Tuesday, November 01, 2005

PSP Review - The Day After Tomorrow

"Irwin Allen, on the little screen"

The Day After Tomorrow sees our unworthy little species pitted against the scariest woman since Baroness Thatcher: Mother Nature.


Producer Roland Emmerich has always fancied himself as the new (70s disaster king) Irwin Allen, and he went all out to bring us an apocalyptic cinema blockbuster that is visually stunning, somewhat hammy, and horrifying in equal measures.


Earthquakes, Hurricanes, huge, city-engulfing tidal waves and the onset of the new ice age, all with a human (if a tad shallow and American-centric) story, and all in
124 minutes.


It’s a disaster movie, and disaster movies always work best on the big screen. This film has a level of effects enduced visuals that I was in doubt would translate to the small screen of the PSP. Strangely they do. With the level and quality of the digital effects it appears almost seamless on the LCD screen and, holding it by hand as close as one does, it must have touched some personal chord when I found myself saying “Ohhh”, “Ahhh” and “Unlucky!” out load, to the amusement of my fellow commuters. It is what it is, and it works just great on the PSP.

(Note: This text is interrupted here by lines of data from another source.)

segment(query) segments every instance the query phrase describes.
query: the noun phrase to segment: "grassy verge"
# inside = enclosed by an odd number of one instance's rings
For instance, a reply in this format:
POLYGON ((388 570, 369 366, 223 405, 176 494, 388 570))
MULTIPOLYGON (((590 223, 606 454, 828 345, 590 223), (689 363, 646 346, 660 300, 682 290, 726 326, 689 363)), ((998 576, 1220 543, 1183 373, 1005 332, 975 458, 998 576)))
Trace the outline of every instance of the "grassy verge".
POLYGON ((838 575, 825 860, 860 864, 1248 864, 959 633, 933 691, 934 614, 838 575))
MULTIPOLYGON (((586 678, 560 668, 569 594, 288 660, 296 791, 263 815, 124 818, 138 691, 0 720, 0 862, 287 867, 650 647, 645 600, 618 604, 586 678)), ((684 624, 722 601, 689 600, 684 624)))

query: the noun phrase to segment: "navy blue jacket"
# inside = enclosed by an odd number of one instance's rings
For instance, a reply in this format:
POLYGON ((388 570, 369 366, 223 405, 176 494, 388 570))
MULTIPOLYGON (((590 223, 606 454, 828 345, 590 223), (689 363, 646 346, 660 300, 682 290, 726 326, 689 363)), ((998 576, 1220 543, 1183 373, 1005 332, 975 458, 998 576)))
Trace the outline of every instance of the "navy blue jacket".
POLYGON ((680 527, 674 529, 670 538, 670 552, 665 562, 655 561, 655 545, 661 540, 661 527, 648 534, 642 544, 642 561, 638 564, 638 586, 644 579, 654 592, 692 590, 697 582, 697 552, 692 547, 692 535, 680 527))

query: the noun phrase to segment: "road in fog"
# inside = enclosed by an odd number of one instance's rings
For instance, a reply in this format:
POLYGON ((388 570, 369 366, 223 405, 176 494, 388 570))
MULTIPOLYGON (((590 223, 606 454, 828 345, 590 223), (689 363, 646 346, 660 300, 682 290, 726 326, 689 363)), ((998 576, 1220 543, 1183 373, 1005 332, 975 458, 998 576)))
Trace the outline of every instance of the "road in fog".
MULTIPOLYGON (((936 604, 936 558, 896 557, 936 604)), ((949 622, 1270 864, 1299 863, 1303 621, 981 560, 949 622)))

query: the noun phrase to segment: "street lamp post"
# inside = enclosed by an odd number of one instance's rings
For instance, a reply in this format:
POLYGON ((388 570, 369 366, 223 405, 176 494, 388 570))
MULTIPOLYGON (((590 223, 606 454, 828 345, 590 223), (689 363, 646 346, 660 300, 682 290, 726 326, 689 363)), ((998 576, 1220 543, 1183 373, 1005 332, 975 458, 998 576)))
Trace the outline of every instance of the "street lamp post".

The plot is simple, as truly this film is about the effects. Jack Hall (Dennis Quaid), scientist and environmental naysayer, finds the world falling apart around him. Hail stones the size of house bricks smash Japan, typhoons obliterate Los Angeles and a new Ice Age crosses the northern hemisphere. Jack must improbably yomp from Washington to New York, to be with his son and a small group of survivors who desperately try to fend off the cold as our planet flexes its climatic muscles.


In light of the American attitude to the Kyoto Accord and Global Warming, one can’t help but notice the irony, and gaze out of the window where tornados, these days, are even seen in Birmingham.


Is it getting cold? Or is it just me?